J’avais deux choses qui me tenaient à cœur :

  • Mes petits-enfants, Ayden 4 ans et Théa, à peine 2 mois (merci les téléphones illimités, les sms, les photos, les vidéos et les visiophones)
  • Et Maman (90 ans le 11/02/2020) qui habitait vers Orléans dans le Loiret.

Alors là, c’était une autre chanson !

Elle s’est éteinte le 1er avril, mauvaise blague. C’est tout elle ça !

Bien sur, avec le confinement, pas possible de l’accompagner vers les étoiles.

Avec 700 kms de distance, je crois que je ne réalise pas trop, à part le manque de nos conversations téléphoniques à point d’heure. On adorait regarder ensemble les pièces de théâtre. On avait toujours une expression, avant de raccrocher : « Bon allez, comme d’hab., la première arrivée réserve la place à l’autre. A tout à l’heure » Comme ça, on continuait à être ensemble. Parfois même on s’envoyait des sms quand une scène était trop hilarante.

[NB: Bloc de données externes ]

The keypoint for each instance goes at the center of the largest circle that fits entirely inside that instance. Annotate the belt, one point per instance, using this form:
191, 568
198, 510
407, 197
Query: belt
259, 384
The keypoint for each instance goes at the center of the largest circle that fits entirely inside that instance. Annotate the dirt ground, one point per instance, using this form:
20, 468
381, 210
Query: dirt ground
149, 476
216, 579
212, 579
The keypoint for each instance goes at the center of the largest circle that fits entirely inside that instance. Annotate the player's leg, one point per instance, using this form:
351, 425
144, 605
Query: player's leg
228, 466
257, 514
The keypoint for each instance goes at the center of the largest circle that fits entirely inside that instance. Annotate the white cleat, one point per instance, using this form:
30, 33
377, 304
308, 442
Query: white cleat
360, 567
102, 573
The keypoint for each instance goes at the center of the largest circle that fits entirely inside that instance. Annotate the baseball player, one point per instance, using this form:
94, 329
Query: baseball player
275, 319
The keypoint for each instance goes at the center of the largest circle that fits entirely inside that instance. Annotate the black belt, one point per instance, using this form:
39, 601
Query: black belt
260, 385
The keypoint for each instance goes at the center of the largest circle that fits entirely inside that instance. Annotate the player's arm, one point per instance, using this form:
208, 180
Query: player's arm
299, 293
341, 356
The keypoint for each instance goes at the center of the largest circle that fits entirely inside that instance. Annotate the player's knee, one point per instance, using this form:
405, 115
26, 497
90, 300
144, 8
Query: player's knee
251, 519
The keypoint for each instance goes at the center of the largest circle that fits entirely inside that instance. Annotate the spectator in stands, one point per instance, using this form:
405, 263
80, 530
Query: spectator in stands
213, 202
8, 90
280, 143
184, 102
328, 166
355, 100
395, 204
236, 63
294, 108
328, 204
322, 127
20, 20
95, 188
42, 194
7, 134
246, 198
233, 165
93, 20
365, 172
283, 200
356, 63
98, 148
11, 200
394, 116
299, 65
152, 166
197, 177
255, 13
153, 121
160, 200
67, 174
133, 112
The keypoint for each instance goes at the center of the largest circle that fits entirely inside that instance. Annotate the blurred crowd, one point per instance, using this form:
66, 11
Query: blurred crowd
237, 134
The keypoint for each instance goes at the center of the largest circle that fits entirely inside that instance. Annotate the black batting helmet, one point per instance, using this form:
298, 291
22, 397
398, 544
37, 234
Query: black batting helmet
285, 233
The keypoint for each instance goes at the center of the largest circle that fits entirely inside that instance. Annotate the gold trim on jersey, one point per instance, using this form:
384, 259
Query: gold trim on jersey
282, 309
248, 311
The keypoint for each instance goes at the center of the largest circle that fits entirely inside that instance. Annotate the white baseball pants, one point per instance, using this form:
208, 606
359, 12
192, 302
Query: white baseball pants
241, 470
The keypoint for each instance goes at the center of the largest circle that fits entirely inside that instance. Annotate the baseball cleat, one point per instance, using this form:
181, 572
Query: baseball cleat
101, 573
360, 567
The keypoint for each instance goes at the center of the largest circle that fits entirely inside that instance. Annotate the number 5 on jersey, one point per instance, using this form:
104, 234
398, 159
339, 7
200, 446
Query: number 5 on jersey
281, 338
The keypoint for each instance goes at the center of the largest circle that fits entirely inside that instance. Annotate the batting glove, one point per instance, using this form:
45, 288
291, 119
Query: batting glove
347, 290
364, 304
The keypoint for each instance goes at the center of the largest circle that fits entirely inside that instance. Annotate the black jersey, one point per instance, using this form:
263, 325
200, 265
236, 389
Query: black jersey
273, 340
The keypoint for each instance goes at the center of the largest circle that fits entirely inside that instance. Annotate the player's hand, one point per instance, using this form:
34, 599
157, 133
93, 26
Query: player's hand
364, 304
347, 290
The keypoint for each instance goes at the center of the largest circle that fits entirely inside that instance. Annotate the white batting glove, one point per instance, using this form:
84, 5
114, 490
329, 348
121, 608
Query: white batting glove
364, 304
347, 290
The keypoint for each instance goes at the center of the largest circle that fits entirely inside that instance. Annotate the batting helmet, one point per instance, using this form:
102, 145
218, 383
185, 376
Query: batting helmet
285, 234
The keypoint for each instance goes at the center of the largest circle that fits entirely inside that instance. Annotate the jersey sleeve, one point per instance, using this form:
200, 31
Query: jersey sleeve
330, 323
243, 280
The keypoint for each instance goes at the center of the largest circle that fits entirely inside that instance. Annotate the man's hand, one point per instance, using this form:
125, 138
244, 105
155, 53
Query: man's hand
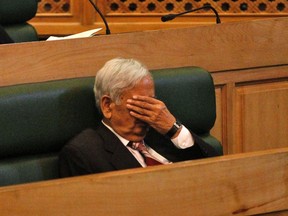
152, 111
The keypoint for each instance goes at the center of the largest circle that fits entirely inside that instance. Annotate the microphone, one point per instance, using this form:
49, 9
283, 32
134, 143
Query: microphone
102, 16
168, 17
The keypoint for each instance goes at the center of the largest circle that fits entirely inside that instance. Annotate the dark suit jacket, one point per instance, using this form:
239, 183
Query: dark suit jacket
96, 151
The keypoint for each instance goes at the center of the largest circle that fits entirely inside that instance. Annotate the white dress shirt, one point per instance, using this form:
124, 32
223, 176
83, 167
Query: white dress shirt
182, 141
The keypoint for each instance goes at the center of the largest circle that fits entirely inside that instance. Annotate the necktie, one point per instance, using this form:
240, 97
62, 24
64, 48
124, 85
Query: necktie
139, 146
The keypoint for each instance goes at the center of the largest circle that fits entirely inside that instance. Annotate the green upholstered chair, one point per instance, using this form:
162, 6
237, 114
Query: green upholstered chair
14, 15
38, 119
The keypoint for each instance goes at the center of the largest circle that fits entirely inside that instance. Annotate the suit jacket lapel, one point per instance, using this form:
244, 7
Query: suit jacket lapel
121, 157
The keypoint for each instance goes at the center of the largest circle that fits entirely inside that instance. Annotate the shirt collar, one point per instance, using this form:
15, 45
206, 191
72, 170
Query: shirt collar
123, 140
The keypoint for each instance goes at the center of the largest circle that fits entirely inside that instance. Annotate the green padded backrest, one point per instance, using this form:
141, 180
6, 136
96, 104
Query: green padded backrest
189, 94
14, 15
37, 120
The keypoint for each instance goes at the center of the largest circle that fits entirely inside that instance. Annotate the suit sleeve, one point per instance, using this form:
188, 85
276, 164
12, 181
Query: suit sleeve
206, 149
72, 163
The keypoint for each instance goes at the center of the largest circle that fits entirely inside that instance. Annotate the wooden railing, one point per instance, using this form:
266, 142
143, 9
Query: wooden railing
241, 184
248, 61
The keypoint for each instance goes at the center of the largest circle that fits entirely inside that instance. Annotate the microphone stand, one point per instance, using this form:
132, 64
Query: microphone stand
102, 16
168, 17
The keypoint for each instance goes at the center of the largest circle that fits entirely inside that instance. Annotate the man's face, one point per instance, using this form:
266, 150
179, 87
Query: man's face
119, 117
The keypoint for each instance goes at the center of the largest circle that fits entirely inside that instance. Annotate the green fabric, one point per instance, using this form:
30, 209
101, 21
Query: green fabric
17, 11
28, 169
38, 119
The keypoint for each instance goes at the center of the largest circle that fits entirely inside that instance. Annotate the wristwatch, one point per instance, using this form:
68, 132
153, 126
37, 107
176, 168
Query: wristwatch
176, 126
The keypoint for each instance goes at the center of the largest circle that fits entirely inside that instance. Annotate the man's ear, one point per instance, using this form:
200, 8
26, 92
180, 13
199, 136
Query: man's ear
106, 104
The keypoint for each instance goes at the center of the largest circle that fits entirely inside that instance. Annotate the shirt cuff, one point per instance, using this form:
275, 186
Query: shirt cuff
184, 139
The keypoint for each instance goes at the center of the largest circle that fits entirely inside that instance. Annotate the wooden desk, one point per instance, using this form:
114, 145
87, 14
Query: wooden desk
240, 184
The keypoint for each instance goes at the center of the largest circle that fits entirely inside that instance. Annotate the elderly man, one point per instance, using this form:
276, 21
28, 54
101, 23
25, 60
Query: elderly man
125, 94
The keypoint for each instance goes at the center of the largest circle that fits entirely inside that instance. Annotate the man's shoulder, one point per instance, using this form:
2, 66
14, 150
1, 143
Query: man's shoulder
86, 137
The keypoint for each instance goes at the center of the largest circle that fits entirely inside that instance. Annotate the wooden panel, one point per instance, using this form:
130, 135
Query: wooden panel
244, 184
216, 48
131, 16
262, 114
217, 129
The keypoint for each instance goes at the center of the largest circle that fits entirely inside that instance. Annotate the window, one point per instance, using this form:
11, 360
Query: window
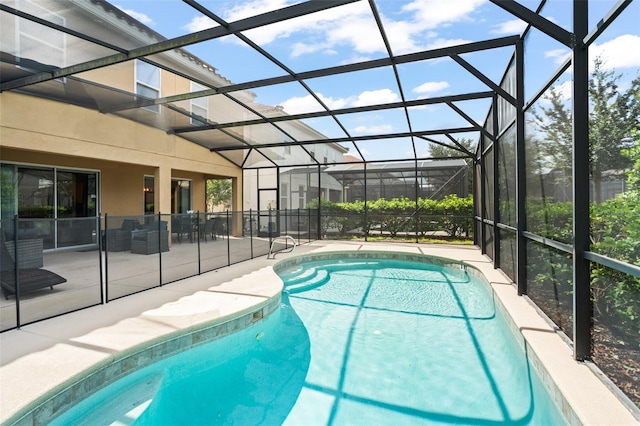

Les pièces de théâtre n’ont plus la même saveur depuis mais je lui garde toujours sa place quand même, au cas où (celle où on met sac et manteau pour ne pas qu’on me la chipe). Je me raccroche aux bons souvenirs avec elle pour tenir le coup, heureusement il y en a plein.

Mon corps me rappelle à l’ordre de temps en temps, palpitations, diabète qui s’affole, douleurs diverses, manque de motivation, procrastinations.

Ayant des insomnies (comme la chanson de Nicole Rieu « Où vont les mots » qui commence par « Maudite insomnie, encombrée de si … »), je dormirai toute la journée. Faut bien que je récupère de temps en temps. « Après tout, je m’en fous »

Merci YouTube, richesse infinie, je découvre de nouveaux artistes, les rdv quotidiens me comblent. Si une chanson me plait je me la passe en boucle.

Ouffff, mes auxiliaires de vie veillent au grain. Elles sont au top ++++ 

Quand il fait beau, elles me motivent pour sortir faire un tour de village. Comme la montagne est sublime, les fleurs nous embaument, je fais quelques photos. C’est comme ça que j’ai découvert les fleurs d’ortie mauve, on dirait des mini orchidées. Dans le doute, j’ai touché pour voir si c’était bien ce que je pensais. Fou rire, je confirme !

Je me ressource, je respire, j’oublie.

Avec les filles, on a plus de temps pour faire d’autre chose, trier les cartons oubliés au fond des armoires, je raconte mes souvenirs, fais du tri, du vide, moins d'ordinateur. On fait ensemble des exercices d’orthophonie, des praxies (grimaces), vire langues, et puis le plus important, respiration, relaxation et méditation.

J’ai beaucoup de chance de vivre dans un appartement, rez-de-chaussée avec une grande terrasse fleurie et ensoleillée, dans un petit village, à la montagne, loin du speed de la ville, de la folie à la course aux temps.

Tout le monde « joue le jeu » autour de moi pour me protéger.
Oui, c’est vrai, JE SUIS PRIVILÉGIÉE de rester enfermée chez moi et je ne vous en remercierai jamais assez de me protéger comme vous le faites.

Hâte de reprendre un semblant de vie sociale, la balnéo, mon orthophoniste, mes cours d’informatique, aller boire un coup en terrasse, retrouver les sourires des commerçants, se croiser, parler futilité et passer plus de temps à discuter sur mon petit marché (1er samedi du mois, à ne pas louper).

Prenez soin de vous, de ceux que vous aimez.

Ne brûlez pas les étapes.

Ne vous en faites pas, reviendra le temps de se faire des bisous, des papouilles, des câlins, de se toucher enfin.

Soyez heureux d’être encore aimés, même de loin ou d’un simple regard.